Part of what is driving this thinking is Mr. Jupinka’s comment that there was “more luck than skill.” Again, I’m not talking about Trout or Soriano, who are clearly educated guesses (and while it was lucky to have had Trout do what he did, it doesn’t diminish the fact that it was a smart move and good bidding). You could say it was luck to hit on guys like Aoki, Parker, Plouffe and Parmalee, but I suspect it wasn’t. What I’m thinking is that there might be something to the churn and burn pick up methodology that leads to quality pickups.
Re: The Top Four...Till They're Not
For I was in this league and was wondering if all them pickups (excluding trout and soriano) were his first choice or a secondary bid?
on a side note Waiver Pickup by Quahogs LV on Apr 15, 2012 (Trout)

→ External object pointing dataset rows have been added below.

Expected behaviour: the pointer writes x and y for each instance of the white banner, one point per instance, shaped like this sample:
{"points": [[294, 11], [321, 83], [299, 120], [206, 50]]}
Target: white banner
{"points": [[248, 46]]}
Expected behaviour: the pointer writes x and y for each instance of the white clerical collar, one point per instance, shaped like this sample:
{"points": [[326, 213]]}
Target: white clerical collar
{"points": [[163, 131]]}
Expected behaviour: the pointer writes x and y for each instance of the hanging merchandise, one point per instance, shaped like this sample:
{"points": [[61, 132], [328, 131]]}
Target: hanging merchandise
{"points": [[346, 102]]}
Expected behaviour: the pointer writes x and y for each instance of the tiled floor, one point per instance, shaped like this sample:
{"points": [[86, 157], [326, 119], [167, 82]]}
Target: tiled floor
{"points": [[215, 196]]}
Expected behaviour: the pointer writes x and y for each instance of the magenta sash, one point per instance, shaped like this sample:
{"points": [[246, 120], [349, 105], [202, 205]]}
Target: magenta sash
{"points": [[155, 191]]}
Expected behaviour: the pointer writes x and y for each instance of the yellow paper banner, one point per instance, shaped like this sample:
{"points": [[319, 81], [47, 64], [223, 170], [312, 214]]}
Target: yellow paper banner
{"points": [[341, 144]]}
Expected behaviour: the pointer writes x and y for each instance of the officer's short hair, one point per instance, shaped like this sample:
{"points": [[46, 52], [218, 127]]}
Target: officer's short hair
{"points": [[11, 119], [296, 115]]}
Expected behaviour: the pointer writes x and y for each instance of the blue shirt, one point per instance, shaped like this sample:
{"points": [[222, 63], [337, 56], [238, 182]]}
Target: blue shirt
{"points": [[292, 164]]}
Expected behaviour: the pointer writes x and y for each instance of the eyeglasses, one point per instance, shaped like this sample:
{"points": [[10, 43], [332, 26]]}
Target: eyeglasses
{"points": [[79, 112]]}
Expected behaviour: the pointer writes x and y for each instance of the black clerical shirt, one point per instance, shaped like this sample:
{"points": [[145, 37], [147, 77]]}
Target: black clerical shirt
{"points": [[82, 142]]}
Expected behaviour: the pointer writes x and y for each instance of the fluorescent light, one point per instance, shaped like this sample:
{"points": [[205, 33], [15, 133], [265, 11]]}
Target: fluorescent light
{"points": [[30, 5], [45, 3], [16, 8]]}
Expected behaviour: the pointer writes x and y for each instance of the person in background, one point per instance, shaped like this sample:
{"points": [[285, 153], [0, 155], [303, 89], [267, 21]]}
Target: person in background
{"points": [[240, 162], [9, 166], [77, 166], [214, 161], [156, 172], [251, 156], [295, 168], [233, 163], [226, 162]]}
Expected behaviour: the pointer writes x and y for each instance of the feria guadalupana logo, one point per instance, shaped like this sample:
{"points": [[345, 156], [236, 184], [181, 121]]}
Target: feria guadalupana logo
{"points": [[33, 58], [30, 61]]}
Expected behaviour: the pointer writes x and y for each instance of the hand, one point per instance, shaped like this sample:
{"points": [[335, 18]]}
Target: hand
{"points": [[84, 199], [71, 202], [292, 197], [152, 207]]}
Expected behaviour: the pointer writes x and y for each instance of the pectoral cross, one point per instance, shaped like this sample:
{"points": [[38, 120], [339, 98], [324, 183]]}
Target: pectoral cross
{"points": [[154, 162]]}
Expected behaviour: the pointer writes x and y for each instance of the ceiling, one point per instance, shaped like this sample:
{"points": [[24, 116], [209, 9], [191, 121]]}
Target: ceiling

I won Mcdonald last year as my 3rd choice of a starting pitcher for $5 and for the most part was a big part of my team (for about 14 weeks)
on a side note Waiver Pickup by Quahogs LV on Apr 15, 2012 (Trout)
I won Mcdonald last year as my 3rd choice of a starting pitcher for $5 and for the most part was a big part of my team (for about 14 weeks)
Re: The Top Four...Till They're Not
Oaktown,OaktownSteve wrote:
I know this doesn’t make total sense but what I am driving at is that by constantly cycling through players until you get somebody who gives you a solid week of performance and then holding that player as long as they are hot, you somehow increase your chances of landing on that player who becomes a long term asset to your team more than if you continue to hold a player who has underperformed for you in the hope that they will turn it around. And while it may hurt a little when the guy you held for a month and then release gets hot right when you release him, in more cases than not, the opportunity cost of having held that underperformer leaves you less likely to hit on the guy who will stick.
simply put I think an accumulation of successful FAAB players is just a by-product of looking for a better player week to week. I haven't really given it much thought until now but I guess there are degrees of FA pickups
1. HOT / Obvious need: Aybar strains his rib-cage and you don't have another SS.
2. Obvious upgrade: S.Drew is dropped and your SS is R.Tejada
3. Spec pick: A guy like Trout or Rizzo or Bauer is dropped. You decide that you've waited long enough for your CIW.
4. Double Starter: It would be nice to add the FA SP who is starting monday vs HOU then home against SEA. You drop a C.Richard since his next home start isn't for another 3 weeks
5. COLD / Just because: There's a FA out there that may have some potential (Plouffe (SS) R.Soriano, He's not playing every day, hasn't been named closer yet but maybe I wait this out with him on MY roster instead of someone elses. Worst case scenario is the guy I drop (Ibanez) goes off and if I want him back that bad I have a 50/50 chance or so of getting him.
Finally what makes it easier to churn and grind is that quite often you don't get your 1st choice. You tried for S.Drew when your SS Aybar went on the DL but you got your 3rd choice B.Ryan. Man u can't get that guy off your roster fast enough so you try for Plouffe in a week who was just dropped. Sometimes you need to be in the right place at the right time.